Following one of the worst outbreaks of cholera in Eastern and Southern Africa for many years, affecting 13 countries within the region, The Salvation Army is currently responding to the situation in Zimbabwe and Zambia. 

According to UNICEF, ‘as of 15 January 2024, more than 200,000 cases, including over 3,000 deaths, have been reported’. In Zimbabwe, the cholera outbreak started in 2023. The report from UNICEF states that ‘more than 20,000 cases have been reported across all 10 provinces, with more than 400 suspected and confirmed deaths’. WHO Zimbabwe reports that ‘in the week ending 14 January 2024, a total of 1,875 new suspected cholera cases were reported from nine provinces. This shows a 27.3% increase from 1,473 cases reported in the previous week.’

Neighbouring Zambia is also experiencing a worrying increase in cholera diagnoses. Over 14,900 cases have been recorded in the country along with 560 deaths, putting almost 20 million people at risk. IFRC writes: ‘31% of the cases are in children under five years old.’

Cholera is an acute diarrhoeal disease that can kill within hours if left untreated. It mostly affects people who have inadequate access to safe water and basic sanitation. Whilst many of those infected have either no or mild symptoms, others need to be treated with oral rehydration solution or intravenous fluids and antibiotics.

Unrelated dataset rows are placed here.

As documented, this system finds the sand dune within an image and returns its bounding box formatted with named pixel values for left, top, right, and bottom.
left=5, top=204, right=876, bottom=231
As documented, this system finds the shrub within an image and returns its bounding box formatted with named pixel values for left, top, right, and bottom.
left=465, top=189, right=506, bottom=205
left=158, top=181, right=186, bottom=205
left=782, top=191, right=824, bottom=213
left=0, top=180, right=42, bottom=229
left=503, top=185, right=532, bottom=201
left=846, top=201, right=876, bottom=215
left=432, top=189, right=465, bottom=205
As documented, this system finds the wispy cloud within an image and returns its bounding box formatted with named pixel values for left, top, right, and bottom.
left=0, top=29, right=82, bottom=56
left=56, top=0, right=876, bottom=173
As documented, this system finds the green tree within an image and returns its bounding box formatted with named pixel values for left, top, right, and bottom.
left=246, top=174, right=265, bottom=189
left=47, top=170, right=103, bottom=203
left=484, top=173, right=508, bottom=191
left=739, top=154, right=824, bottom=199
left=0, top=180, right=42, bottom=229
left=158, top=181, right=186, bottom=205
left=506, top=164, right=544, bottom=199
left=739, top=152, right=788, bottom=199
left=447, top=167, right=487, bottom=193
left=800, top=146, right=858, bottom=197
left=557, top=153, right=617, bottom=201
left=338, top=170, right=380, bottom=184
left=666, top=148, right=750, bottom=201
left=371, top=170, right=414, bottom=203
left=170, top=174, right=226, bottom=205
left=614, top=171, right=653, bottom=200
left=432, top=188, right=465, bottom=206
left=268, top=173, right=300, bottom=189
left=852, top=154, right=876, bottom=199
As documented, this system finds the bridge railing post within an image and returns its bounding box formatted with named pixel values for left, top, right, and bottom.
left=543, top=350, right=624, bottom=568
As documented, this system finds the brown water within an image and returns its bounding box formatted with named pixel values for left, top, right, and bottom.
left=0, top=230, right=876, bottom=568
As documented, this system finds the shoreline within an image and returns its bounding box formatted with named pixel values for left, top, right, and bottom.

SALVATION ARMY CHOLERA TREATMENT CENTRES IN ZIMBABWE

The two Salvation Army hospitals in Zimbabwe – Howard Hospital in Mashonaland Central and Tshelanyemba Hospital in Matabeleland South – are setting up cholera treatment centres on the Salvation Army compounds, which are separated from normal hospital activities by a fence to prevent the spread of this highly contagious disease. The centres can treat up to 20 cholera patients each at any given time. If treatment is provided quickly after catching the disease, most patients can be discharged from healthcare facilities within three days.

Working in partnership with other key stakeholders (including the medical officer of health as well as village health workers, other NGOs and the Zimbabwe Red Cross) to provide support to people affected, and to prevent and control the spread of cholera, is a key principle for The Salvation Army. Major Joseph Chiutsi, the Assistant Community Development Services Secretary, said, ‘The Salvation Army intervention has come at the right time as the cholera has started to spread in schools now. This [project] will go a long way as the crisis continues.’

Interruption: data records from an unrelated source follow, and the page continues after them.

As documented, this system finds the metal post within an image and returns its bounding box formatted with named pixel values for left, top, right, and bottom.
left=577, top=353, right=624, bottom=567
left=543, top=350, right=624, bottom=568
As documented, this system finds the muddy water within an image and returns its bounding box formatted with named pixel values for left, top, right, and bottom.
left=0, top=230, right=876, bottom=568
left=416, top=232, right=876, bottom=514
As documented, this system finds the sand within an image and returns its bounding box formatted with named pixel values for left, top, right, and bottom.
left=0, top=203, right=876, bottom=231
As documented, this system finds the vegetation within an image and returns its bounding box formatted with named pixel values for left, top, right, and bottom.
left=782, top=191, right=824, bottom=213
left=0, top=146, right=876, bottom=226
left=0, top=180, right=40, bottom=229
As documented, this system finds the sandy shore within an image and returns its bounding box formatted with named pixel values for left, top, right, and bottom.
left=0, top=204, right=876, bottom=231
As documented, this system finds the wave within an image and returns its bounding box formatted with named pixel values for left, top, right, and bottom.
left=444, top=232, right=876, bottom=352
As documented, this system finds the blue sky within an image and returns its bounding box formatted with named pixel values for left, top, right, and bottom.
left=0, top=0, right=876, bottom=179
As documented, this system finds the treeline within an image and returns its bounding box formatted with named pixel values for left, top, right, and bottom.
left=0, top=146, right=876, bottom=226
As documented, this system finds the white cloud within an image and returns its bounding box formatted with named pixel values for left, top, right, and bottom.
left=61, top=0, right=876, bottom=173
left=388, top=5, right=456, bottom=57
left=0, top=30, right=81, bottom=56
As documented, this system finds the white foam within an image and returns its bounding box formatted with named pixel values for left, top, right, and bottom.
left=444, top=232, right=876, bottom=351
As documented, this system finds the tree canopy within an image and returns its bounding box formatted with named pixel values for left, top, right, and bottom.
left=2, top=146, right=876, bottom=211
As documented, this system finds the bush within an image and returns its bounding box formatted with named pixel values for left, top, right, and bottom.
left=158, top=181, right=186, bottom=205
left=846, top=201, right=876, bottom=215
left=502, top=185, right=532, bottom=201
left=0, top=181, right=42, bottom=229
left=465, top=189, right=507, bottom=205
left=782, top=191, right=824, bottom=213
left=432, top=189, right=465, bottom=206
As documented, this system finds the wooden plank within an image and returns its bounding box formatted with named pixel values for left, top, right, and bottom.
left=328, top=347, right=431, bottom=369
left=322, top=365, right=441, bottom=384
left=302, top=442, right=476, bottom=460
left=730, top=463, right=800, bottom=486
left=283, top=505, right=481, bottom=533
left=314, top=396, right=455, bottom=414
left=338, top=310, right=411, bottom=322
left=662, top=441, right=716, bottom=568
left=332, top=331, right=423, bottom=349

HYGIENE SUPPLIES IN ZAMBIA

In Zambia, The Salvation Army is also responding to the situation and currently planning a programme which will include the provision of soap, chlorine and other supplies to at-risk communities in combination with hygiene promotion and health-awareness measures. They are intending to provide 575 at-risk households with essential hygiene, cleaning and water disinfection items, and to set up 10 communal handwashing facilities in four communities and cholera centres, targeting a total of 3,450 people. These measures go hand in hand with mass sensitisation activities on the prevention and control of cholera and good hygiene practices. The Salvation Army in Zambia is also planning to provide essential health and cholera treatment items to clinics and cholera centres in the affected communities.

Captain Heidie Bradbury, the International Health Coordinator, said, ‘The Salvation Army is keen to address this outbreak of cholera on various levels. In addition to equipping our hospitals with the means to provide treatment to cholera patients without putting other patients at risk, we are also looking at the causes of this outbreak.’

Joanne Beale, the IHQ WASH expert, added, ‘The Salvation Army has existing water and sanitation (WASH) programmes in both Zambia and Zimbabwe. An outbreak like this highlights the need for us to continue to work with communities to improve access to safe water and to further our work on hygiene promotion in order to prevent further cases of this preventable disease. This may include promotion of habits such as handwashing with soap, household treatment of water, and the safe collection, transportation and storage of drinking water.’